After the keynote address and awards, delegates are welcome to remain in Constitution Hall for a celebration, return to the hotel, or venture out and explore Toronto’s nightlife (popular for many of our guests from across the country).

Keynote

Neil Turok

Executive Director, Perimeter Institute for Theoretical Physics, Waterloo, Ontario

Dr. Neil Turok earned his PhD at Imperial College and, in 1994, became a Professor of Physics at Princeton University. Among his many honours, he was awarded the 1992 James Clerk Maxwell medal of the U.K. Institute of Physics.

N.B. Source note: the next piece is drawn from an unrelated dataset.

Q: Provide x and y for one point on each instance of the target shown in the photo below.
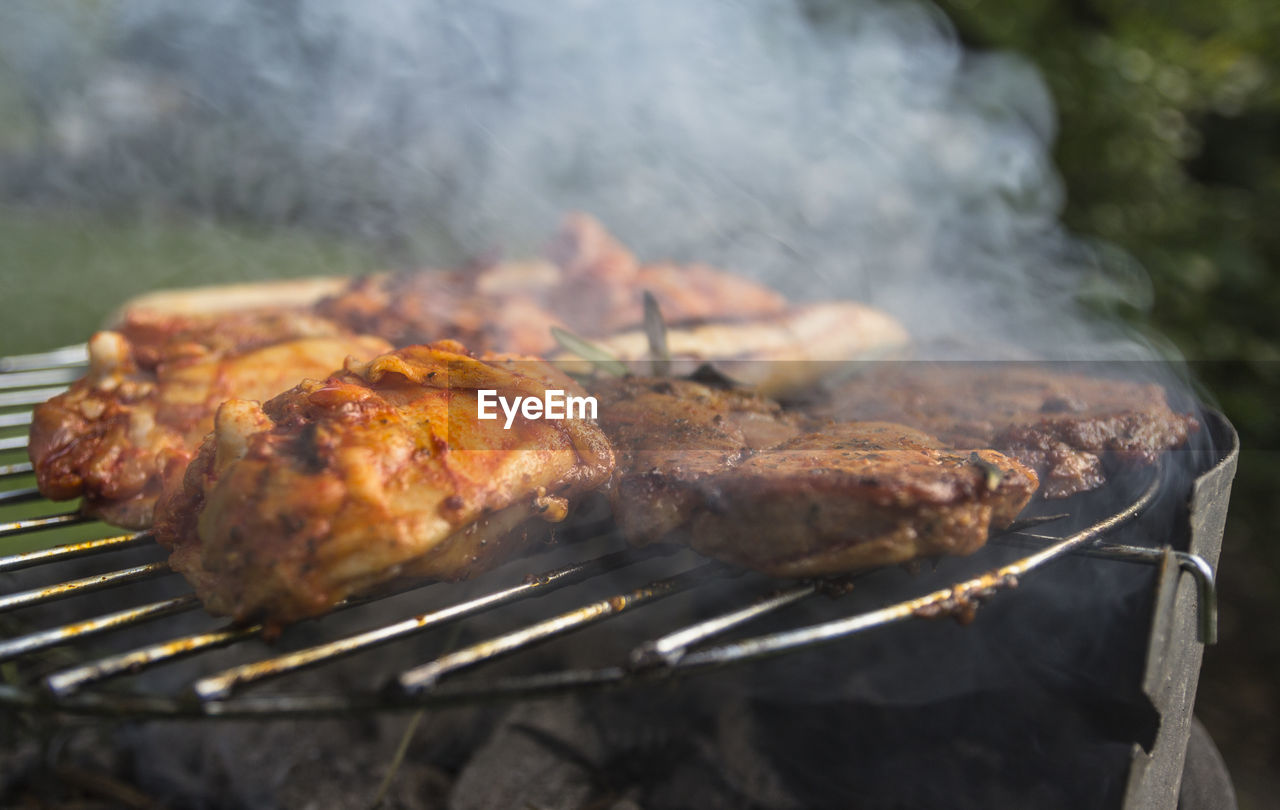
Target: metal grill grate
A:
(612, 582)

Dr. Turok has worked in a number of areas of theoretical physics and cosmology, focusing on observational tests of fundamental physics. With Stephen Hawking, he developed the Hawking-Turok instanton solutions describing the birth of inflationary universes. Most recently, with Paul Steinhardt at Princeton, he has been developing a cyclic model for cosmology, according to which the big bang is explained as a collision between two “brane-worlds” in M-theory. Steinhardt and Turok co-authored the popular science book “Endless Universe: Beyond the Big Bang”.

In October 2008, Dr. Turok assumed the position of Executive Director at the Perimeter Institute for Theoretical Physics in Waterloo, Ontario.

Born in South Africa, Dr. Turok founded the African Institute for Mathematical Sciences (AIMS). Based in Cape Town, this postgraduate educational centre supports the development of mathematics and science across the African continent. AIMS recruits students from all over Africa for an intensive nine month course which is taught by outstanding international lecturers. The course builds research skills through exposure to cutting-edge topics. AIMS graduates proceed to advanced programmes in a wide range of scientific fields, and to careers in education, industry or government. They form a powerful network working together for African development.

For his work with AIMS and his many contributions to theoretical physics, Dr. Turok was recently awarded a prestigious TED (Technology, Education, Design) Prize. In accepting the prize, Dr. Turok expressed his dream that the next Einstein will be African, and his plan to create AIMS institutes across Africa.